Der Postbus bietet seit heute einen Reisebus für mobilitätseingeschränkte Personen an

"mobibus" startet in Salzburg

Salzburg (OTS) - Komfortables und vor allem selbstständiges Reisen ermöglicht der mobibus künftig Bewohnern und Touristen aus Salzburg mit eingeschränkter Mobilität. 38 Sitzplätze können variabel durch bis zu 11 Rollstühle ersetzt werden. Vom Land anerkannte Organisationen im Umfeld der Zielgruppe erhalten einen Spezialpreis.

Von außen lässt sich der Neuzugang der Postbusflotte allein durch die silberne Farbe von herkömmlichen Reisebussen des Postbus unterscheiden. Nur wenn die hydraulische Hebebühne ausfährt sieht man, für welche Zielgruppen dieser Bus umgebaut wurde.

Hebebühne und Schwebesitz zur Toilette

Zusätzlich zu einer Niveausenkung im Einstiegsbereich um 50 mm ermöglicht eine in den Mitteleinstieg integrierte hydraulische Hebebühne den Fahrgästen bei Bedarf das komfortable Betreten des Busses. Der Innenraum im Sitzbereich ist vollkommen eben. Menschen, die während der Fahrt nicht auf den Rollstuhl angewiesen sind, können mit einem am Dach befestigten Schwebesitz zu ihren Sitzplätzen oder zur geräumigen Bord-Toilette gebracht werden. Andernfalls werden mittels Schnellverschlüssen Reisesitze je nach Platzbedarf ausgebaut. Nun können stattdessen Rollstühle an Schienen im Boden und an der Seite fest verankert werden. Zum Komfort des Reisebusses zählen neben verschiebbaren Sitzen, Klapptischen und verstellbaren Fußablagen eine Bordküche mit Kaffeemaschine und Würstchenkocher sowie ein Kühlschrank.

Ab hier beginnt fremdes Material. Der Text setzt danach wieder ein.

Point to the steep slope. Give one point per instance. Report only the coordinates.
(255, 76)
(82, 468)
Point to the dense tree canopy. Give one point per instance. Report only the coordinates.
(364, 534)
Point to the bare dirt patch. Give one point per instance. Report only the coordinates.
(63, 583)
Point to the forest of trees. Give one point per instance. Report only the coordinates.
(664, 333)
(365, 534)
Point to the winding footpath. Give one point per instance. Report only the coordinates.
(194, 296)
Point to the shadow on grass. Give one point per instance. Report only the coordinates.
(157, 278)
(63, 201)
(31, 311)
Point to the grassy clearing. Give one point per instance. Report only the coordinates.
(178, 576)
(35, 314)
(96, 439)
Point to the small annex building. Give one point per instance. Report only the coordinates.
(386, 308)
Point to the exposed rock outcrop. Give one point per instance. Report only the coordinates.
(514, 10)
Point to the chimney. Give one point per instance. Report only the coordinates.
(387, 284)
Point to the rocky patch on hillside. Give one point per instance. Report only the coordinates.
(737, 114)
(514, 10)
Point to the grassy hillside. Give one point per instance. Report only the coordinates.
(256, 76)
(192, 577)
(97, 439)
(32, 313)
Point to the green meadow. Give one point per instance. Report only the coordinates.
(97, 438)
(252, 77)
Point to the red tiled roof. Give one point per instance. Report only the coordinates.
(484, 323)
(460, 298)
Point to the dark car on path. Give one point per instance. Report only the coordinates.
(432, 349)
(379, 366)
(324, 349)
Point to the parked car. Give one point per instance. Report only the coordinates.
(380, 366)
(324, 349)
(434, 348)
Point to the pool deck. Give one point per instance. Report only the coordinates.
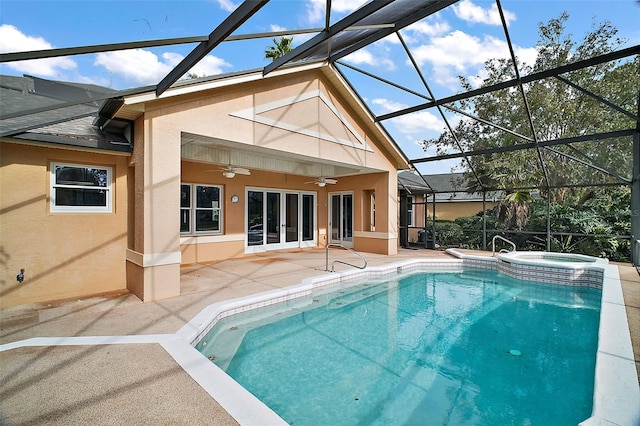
(132, 379)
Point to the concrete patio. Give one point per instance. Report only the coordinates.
(140, 383)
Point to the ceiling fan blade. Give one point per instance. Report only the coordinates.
(241, 171)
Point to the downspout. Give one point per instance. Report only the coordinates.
(635, 195)
(548, 220)
(484, 219)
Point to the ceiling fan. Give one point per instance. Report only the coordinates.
(230, 171)
(322, 182)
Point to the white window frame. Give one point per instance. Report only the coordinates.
(53, 185)
(193, 209)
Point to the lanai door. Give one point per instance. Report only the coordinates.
(279, 220)
(341, 218)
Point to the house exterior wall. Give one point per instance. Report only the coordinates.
(63, 254)
(454, 210)
(296, 114)
(138, 246)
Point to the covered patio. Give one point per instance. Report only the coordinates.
(73, 383)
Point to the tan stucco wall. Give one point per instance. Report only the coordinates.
(288, 115)
(452, 211)
(230, 243)
(64, 254)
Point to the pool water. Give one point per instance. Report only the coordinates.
(475, 348)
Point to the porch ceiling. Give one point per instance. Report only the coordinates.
(205, 149)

Landesorganisationen reisen günstiger

Ermöglicht wurde dieses Projekt, basierend auf einer Initiative von LR Blachfellner und des Österr. Zivil-Invalidenverbands, durch die Unterstützung zahlreicher Sponsoren. Unter ihnen Mercedes-Benz, die Pappas Gruppe, EvoBus, Hypo Salzburg und zahlreiche Privatpersonen. Der Postbus stellt im Gegenzug Behindertenorganisationen und andere Institutionen im Umfeld der Zielgruppe, die vom Land anerkannt sind, den Bus zum Selbstkostenpreis zur Verfügung. Die Preisersparnis liegt im Vergleich zum herkömmlichen Mietpreis je nach Strecke und Zeit bei etwa 30 Prozent.

KR Alexander Pappas, geschäftsführender Gesellschafter der Pappas Gruppe über seine Motivation zur Unterstützung: "Wir wissen, dass wir als Unternehmen nur in einer intakten, stabilen und prosperierenden Gesellschaft langfristig erfolgreich sein können. Deshalb leisten wir gerne unseren Beitrag für soziale und kulturell wertvolle Projekte". Der Geschäftsleiter von Mercedes-Benz Österreich, KR Dir. Peter Leißing, ergänzt: "Als Unternehmen mit Sitz in Salzburg freut es uns, dass wir für die Anschaffung des behindertengerechten Mercedes-Benz Busses des Landes Salzburg einen Beitrag leisten können".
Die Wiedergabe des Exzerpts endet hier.